Lemma 1 in Fig. 4 is the least number principle, a well known equivalent to the induction axiom scheme. It is instructive to figure out why this lemma is true even if x does not occur as a free variable in \(\phi \). Lemma 2 in Fig. 4 is the equivalent rephrasing of the transfinite induction scheme 10 in Fig. 1 that is most frequently employed: If a formula \(\phi \) with free variable x is true for \(x=0\) (base case), if for all z we can prove that \(\phi [z+1]\) follow from \(\phi [z]\) (successor induction step), and if we can prove for every limit ordinal \(\lambda \), when \(\phi [z/x)\) is true for all \(z < \lambda \) then \(\phi [\lambda /x]\) follows (limit induction step), then we have proved \(\forall x\phi \).

Lemma 3 could be rephrased as: if x is a limit ordinal then x is the least ordinal that is greater or equal than all ordinals that are strictly less than x. This is not true for successor ordinals x. In this case, we have \(sup_{y < x+1}~y \doteq x\) instead. Lemma 4 is useful in proving statements involving the sup operator via induction. Lemma 5 helps to show that two suprema are equal especially in the case when equality between \(t_{1}\) and \(t_{2}\) is not obvious.

For the purpose of this paragraph we look at a term t that contains z as a sequence \(t_{z}\).
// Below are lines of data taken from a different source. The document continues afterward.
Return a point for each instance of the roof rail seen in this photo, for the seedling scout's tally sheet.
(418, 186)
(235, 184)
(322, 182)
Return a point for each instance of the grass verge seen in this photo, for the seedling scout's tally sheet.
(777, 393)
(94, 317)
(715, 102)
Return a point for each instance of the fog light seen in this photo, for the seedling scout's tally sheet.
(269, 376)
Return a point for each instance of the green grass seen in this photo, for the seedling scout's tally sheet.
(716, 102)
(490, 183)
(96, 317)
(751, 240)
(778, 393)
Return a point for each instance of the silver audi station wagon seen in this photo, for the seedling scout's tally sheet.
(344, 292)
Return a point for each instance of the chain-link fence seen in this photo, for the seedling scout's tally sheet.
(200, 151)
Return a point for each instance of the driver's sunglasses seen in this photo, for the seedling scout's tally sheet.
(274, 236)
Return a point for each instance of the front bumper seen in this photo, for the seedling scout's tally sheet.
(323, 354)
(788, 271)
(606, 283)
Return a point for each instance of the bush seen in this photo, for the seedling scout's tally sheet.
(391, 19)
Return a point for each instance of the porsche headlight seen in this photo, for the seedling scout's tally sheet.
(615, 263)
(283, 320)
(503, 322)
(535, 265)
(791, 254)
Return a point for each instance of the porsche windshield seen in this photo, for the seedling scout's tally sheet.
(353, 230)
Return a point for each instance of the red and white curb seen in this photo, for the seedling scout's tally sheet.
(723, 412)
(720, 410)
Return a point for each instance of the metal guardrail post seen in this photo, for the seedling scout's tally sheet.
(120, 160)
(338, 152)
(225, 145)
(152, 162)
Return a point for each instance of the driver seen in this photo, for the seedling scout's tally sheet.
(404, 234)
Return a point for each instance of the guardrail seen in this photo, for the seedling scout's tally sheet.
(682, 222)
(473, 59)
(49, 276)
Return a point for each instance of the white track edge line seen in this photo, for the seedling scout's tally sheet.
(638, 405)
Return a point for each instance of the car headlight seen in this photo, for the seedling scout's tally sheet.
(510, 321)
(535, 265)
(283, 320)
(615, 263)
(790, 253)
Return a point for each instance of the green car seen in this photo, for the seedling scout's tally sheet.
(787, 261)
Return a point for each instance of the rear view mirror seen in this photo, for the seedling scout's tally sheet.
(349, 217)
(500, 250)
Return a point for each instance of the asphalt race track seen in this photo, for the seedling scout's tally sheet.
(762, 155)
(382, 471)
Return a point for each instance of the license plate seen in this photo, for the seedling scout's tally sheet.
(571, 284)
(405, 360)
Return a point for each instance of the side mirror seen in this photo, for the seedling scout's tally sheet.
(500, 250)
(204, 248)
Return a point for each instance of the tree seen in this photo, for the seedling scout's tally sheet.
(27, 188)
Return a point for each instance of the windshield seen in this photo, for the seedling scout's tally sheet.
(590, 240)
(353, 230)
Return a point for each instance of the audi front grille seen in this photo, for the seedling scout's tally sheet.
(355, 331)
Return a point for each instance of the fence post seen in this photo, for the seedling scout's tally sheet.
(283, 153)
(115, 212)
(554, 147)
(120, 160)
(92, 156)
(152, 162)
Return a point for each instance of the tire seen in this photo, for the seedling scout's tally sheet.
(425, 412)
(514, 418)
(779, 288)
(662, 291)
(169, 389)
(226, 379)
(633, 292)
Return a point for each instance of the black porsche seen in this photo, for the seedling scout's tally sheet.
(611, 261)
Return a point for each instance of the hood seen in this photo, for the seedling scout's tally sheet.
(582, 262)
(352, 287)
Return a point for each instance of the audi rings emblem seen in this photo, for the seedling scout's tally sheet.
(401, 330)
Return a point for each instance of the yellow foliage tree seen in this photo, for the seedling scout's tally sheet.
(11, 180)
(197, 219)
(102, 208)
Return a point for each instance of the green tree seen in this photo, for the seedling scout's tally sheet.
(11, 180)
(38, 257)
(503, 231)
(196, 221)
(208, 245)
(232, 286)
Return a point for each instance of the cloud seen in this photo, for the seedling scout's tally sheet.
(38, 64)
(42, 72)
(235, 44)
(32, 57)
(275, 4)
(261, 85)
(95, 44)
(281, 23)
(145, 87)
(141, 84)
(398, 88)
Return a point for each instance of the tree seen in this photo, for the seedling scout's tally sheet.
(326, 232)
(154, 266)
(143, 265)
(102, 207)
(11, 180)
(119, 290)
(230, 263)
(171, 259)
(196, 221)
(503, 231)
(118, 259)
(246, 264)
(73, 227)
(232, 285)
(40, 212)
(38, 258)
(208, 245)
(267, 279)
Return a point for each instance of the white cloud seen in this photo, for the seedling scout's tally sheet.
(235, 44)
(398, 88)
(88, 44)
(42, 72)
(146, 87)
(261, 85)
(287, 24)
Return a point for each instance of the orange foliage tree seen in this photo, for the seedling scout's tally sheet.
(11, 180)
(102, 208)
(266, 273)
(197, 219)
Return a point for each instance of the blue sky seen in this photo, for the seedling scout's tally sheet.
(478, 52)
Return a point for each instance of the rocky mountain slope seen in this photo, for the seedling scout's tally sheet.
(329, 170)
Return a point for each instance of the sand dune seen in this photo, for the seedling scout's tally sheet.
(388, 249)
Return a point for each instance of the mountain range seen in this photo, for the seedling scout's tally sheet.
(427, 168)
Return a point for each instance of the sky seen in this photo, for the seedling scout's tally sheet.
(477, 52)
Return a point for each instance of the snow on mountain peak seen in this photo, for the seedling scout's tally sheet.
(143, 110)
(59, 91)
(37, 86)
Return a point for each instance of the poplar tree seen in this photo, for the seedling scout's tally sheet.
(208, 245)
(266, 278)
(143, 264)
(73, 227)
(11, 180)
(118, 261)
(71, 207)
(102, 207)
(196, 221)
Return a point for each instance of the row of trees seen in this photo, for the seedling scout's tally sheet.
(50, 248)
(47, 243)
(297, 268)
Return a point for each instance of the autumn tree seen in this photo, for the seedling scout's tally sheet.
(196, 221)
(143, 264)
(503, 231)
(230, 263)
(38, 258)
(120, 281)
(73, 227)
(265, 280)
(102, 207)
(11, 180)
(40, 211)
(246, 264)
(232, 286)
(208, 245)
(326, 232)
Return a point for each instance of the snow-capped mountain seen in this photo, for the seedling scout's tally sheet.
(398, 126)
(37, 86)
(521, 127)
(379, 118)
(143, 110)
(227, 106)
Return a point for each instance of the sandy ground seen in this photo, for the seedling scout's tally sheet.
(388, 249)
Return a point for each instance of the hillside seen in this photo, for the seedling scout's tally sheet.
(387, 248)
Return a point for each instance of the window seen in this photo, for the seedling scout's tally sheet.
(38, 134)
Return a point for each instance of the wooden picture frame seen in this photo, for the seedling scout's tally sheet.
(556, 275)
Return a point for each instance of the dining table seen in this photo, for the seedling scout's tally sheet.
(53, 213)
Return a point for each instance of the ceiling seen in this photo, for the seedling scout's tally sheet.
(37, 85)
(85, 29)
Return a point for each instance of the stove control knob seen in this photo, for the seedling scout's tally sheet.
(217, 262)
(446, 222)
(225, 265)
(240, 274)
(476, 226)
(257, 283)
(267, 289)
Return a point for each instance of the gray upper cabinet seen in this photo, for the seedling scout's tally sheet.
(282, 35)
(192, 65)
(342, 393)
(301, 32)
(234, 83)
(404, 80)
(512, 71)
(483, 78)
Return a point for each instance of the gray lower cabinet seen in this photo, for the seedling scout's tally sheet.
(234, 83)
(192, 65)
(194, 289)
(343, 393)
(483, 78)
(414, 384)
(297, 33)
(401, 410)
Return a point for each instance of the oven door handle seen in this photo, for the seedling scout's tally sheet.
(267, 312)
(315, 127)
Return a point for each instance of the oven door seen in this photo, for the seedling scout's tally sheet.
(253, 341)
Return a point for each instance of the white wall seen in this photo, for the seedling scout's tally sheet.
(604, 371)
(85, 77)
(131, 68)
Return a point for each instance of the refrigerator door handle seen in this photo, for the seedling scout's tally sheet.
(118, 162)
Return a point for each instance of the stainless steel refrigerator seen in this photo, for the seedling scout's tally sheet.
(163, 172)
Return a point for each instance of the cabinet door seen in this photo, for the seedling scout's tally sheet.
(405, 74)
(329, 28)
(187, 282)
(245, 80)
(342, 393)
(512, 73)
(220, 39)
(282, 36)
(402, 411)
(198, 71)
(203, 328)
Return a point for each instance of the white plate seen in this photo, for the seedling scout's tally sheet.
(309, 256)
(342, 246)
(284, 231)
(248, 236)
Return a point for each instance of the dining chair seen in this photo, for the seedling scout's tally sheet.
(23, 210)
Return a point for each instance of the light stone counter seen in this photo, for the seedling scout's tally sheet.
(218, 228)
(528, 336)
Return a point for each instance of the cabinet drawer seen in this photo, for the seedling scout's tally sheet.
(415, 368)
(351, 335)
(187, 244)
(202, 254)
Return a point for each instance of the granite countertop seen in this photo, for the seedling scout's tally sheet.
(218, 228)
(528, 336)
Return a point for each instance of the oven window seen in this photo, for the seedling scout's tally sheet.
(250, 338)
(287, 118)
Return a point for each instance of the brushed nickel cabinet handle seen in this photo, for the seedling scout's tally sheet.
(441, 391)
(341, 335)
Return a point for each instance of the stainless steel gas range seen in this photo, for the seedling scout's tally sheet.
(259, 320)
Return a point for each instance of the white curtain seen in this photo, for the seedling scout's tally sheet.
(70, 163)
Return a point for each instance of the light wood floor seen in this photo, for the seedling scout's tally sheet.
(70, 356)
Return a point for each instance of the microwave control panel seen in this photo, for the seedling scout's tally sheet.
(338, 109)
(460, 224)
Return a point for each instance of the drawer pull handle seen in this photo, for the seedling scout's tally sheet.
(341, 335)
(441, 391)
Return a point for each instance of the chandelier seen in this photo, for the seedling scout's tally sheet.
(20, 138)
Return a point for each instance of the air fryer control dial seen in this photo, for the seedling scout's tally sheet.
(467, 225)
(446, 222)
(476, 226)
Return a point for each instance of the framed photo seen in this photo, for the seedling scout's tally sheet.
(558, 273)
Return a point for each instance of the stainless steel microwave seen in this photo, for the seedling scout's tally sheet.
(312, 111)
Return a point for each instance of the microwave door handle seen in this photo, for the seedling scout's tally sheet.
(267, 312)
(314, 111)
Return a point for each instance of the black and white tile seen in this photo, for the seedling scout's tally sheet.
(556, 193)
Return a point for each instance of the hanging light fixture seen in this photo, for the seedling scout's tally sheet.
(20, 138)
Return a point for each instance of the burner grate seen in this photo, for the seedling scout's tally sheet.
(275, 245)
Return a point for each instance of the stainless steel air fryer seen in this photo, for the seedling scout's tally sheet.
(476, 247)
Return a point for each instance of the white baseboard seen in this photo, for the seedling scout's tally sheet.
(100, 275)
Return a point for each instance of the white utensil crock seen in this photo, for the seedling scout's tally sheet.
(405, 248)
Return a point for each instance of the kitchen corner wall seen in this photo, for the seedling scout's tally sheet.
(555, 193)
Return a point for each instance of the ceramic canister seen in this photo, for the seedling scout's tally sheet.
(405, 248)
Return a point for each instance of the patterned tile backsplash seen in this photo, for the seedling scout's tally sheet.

We say that a sequence \(t_{z < x_{1}}\) is confinal in \(s_{z < x_{2}}\) if for every \(x < x_{1}\) there is \(y < x_{2}\) with \(t[x/z]\le s[y/z]\). If two sequences are mutually confinal in one another, then they share the same supremum. This is Lemma 6 in Fig. 4. Note, that we get equality of two suprema with different bounds \(x_{1}\), and \(x_{2}\). Lemma 7 gives an alternative definition of a limit ordinal.

Fig. 5.

Definitional extension: axioms for arithmetic operations

The second installment of the axioms extending \(Th_{Ord}^{0}\) to \(Th_{Ord}\) is listed in Fig. 5. They give the usual recursive definitions of ordinal addition, multiplication and exponentiation.

2.3 Derived Lemmas

In this subsection, we will in Figs. 6, 7, 8 and 9 list and comment on a selection of lemmas derivable from \(Th_{Ord}\).

Fig. 6.

Lemmas involving addition and order relations

Figure 6 lists lemmas that are needed as intermediate stepping stones in the proofs of the properties of ordinal arithmetic.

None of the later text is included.